The Random Forest model was chosen due to its balance between interpretability and diagnostic performance. While RF models operate based on simple logical rules, their ensemble nature helps improve prediction reliability. To mitigate potential inconsistencies in rule-based decision-making, we incorporated explainability techniques such as LIME to ensure transparency and provide insights into model decisions.

Regarding model performance, while the F1 score for malaria was 88%, some diseases such as HIV/AIDS (51%) and tuberculosis (60%) had lower scores. It is important to note that AI-based diagnostic tools are not meant to replace professional diagnoses but rather to assist healthcare practitioners by highlighting potential conditions based on patient symptoms. Lower F1 scores in certain categories suggest that additional improvements such as data augmentation and hyperparameter optimization could further enhance performance. Future work will focus on refining the model to improve predictive stability and increase the reliability of diagnoses for diseases with lower performance metrics.

A Model Interpretability Framework (MIF) was incorporated into the diagnostic system to address the vital need for explainability and transparency in disease diagnosis. The LIME framework and LLM (ChatGPT) were selected for their ability to provide intuitive visual and textual explanations of model decisions. By applying LIME to the Random Forest model, it became clear how particular symptoms influenced the diagnostic predictions. By applying LIME to the test subset and locally approximating the model with an interpretable substitute model, this study was able to identify important symptoms that influenced the model’s diagnoses for particular instances, as illustrated in Figure 7, Figure 8 and Figure 9 for the three models. How much each symptom contributed to the final diagnosis is shown by the length of the bars. The diagnosis is moved into the positive class, which is the presence of disease, by the symptoms on the right, and into the negative class, which is the absence of a disease, by the symptoms on the left. This makes it possible for medical professionals to comprehend the logic behind predictions, and the system promotes adoption, builds trust, and facilitates well-informed decision-making.

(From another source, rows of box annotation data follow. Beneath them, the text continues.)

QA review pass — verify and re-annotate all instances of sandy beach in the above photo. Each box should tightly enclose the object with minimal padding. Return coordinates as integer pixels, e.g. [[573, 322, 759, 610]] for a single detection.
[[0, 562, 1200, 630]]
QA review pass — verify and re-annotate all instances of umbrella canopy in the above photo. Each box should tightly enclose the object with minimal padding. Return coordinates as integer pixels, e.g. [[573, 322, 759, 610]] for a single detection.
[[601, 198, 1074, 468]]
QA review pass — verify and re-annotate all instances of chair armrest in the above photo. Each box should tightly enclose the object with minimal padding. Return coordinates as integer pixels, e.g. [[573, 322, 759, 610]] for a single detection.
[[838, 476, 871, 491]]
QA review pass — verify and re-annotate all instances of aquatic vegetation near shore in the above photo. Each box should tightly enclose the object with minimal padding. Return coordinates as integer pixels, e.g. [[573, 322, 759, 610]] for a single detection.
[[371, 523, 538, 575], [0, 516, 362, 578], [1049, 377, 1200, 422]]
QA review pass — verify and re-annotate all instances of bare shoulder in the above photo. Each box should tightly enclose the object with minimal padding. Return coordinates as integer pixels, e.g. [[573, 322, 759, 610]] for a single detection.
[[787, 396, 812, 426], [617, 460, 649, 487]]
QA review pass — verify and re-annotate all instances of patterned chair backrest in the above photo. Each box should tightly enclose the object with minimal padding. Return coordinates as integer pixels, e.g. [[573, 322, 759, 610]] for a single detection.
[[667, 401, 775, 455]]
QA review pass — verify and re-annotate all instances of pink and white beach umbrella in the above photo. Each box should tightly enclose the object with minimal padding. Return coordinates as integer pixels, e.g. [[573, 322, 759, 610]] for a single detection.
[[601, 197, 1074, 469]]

Complex diagnostic outputs were translated into natural language using ChatGPT via its API. Since the development environment was based on Python, the OpenAI API was integrated into the system to automate this process. As shown in Table 6, a structured prompt was generated using the LIME model’s diagnosed illnesses, patient symptoms, and their contributions to the diagnosis. This prompt was formatted as a JSON object and sent to the ChatGPT API for processing. The API returned an explanation of the diagnosis, highlighting key contributing symptoms and their respective influences.

The minimum requirements for this basic app are an Android OS version 4.0 or higher, 4 GB of RAM (at least 2 GB), 8 GB of ROM, a portrait display layout, and an Internet connection. The healthcare worker can create an account following a successful installation. Once an account has been created, the system administrator must confirm the healthcare worker’s information before sending the password to the healthcare worker’s email address so they can log in. The healthcare professional logs into the system using their email address and password. The healthcare worker is shown a user-friendly dashboard in Figure 10 following a successful system login. The dashboard allows the healthcare professional to register new patients and view the list of registered patients. The healthcare professional can either automatically navigate to the patient’s dashboard (Figure 11) following a successful patient registration or search for and click on the patient’s name from the patient list. The patient’s dashboard allows them to view their past medical history as well as take and examine their history (Figure 12). As seen in Figure 13, the mobile app provides provisional diagnoses following a successful history taking and examination. It lists all probable diseases the patient may have along with a LIME chart and a ChatGPT explanation of the diagnoses.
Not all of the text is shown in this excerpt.